La successiva Farther Than The Sun è senza dubbio la canzone più energica dell’album, merito di un riff che dal vivo distruggerà le fondamenta dei palazzetti e di un bridge altrettanto estremo in cui viene evidenziata la componente più metal degli Alter Bridge. Passando per Cry A River, con un riff intricato e degno di nota , si arriva a All Ends Well, il classicone alla Before Tomorrow Comes, con cui i nostri ci fanno capire che non hanno dimenticato come emozionare. Il pezzo è relativamente semplice, ma, dopo dieci tracce cupe e oscure, irradia positività, soprattutto nel ritornello in cui Kennedy si rende protagonista assoluto. Il gran finale viene però affidata alla title-track, che in quasi otto minuti esprime perfettamente ciò che sono diventati gli Alter Bridge nel 2013: introdotta da un assolo di Kennedy, Fortress si mantiene abbastanza lineare fino al secondo ritornello, quando Tremonti inizia a premere il piede sull'acceleratore, prima giocando con gli effetti e poi regalando riff cavalcanti e martellanti su cui i chitarristi si alternano con tre fantastici assoli. Il pezzo viene poi concluso con due minuti quasi progressive, che mettono la parola fine al disco.

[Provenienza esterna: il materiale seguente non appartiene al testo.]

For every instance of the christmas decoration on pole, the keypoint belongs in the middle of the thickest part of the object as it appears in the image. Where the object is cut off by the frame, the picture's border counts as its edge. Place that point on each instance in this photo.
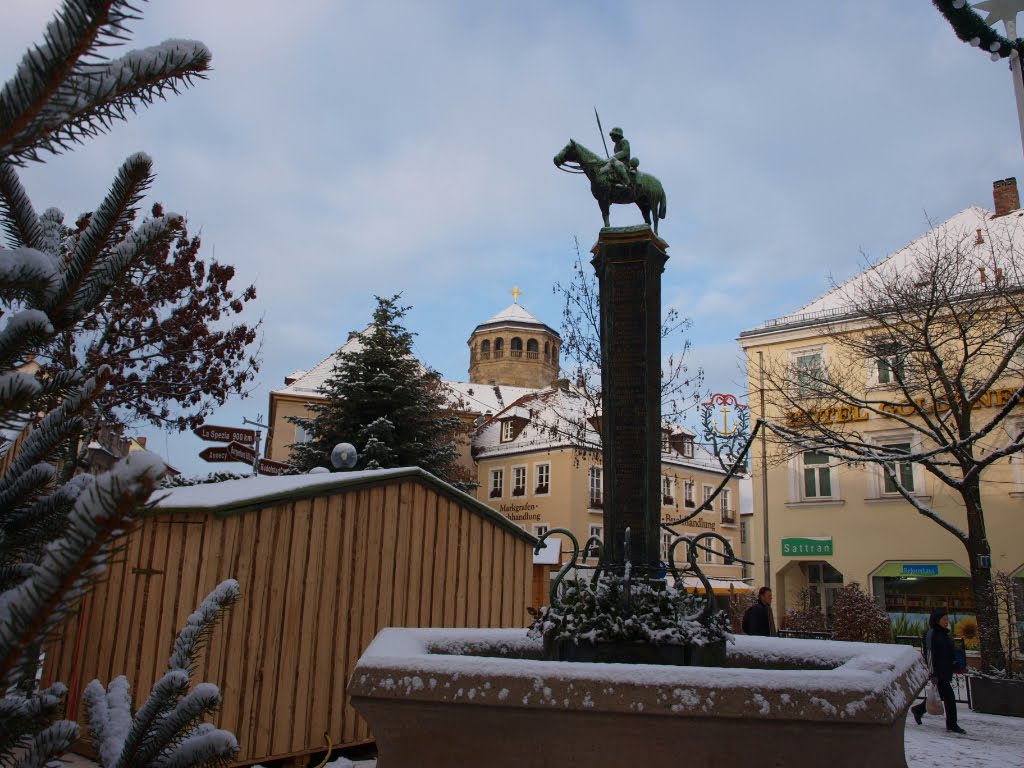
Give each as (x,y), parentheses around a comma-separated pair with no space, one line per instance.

Perdonate il dettagliato track-by-track, ma davanti ad un album del genere non si poteva fare altrimenti. Non sono presenti riempitivi, nessuna traccia è sotto tono e tutte riescono a dare egregiamente il proprio contributo. Il risultato è un disco senza punti deboli, maturo anche dal punto di vista dei testi, che non deluderà nessuno dei fan. Gli Alter Bridge ce l’hanno fatta: dopo tre album di ottimo livello hanno compiuto il salto di qualità, infischiandosene delle logiche di mercato e mettendo la firma sul lavoro migliore della loro carriera. L’auspicio è che continuino su questa strada, ma considerati questi dieci anni non penso che dovremmo preoccuparci troppo.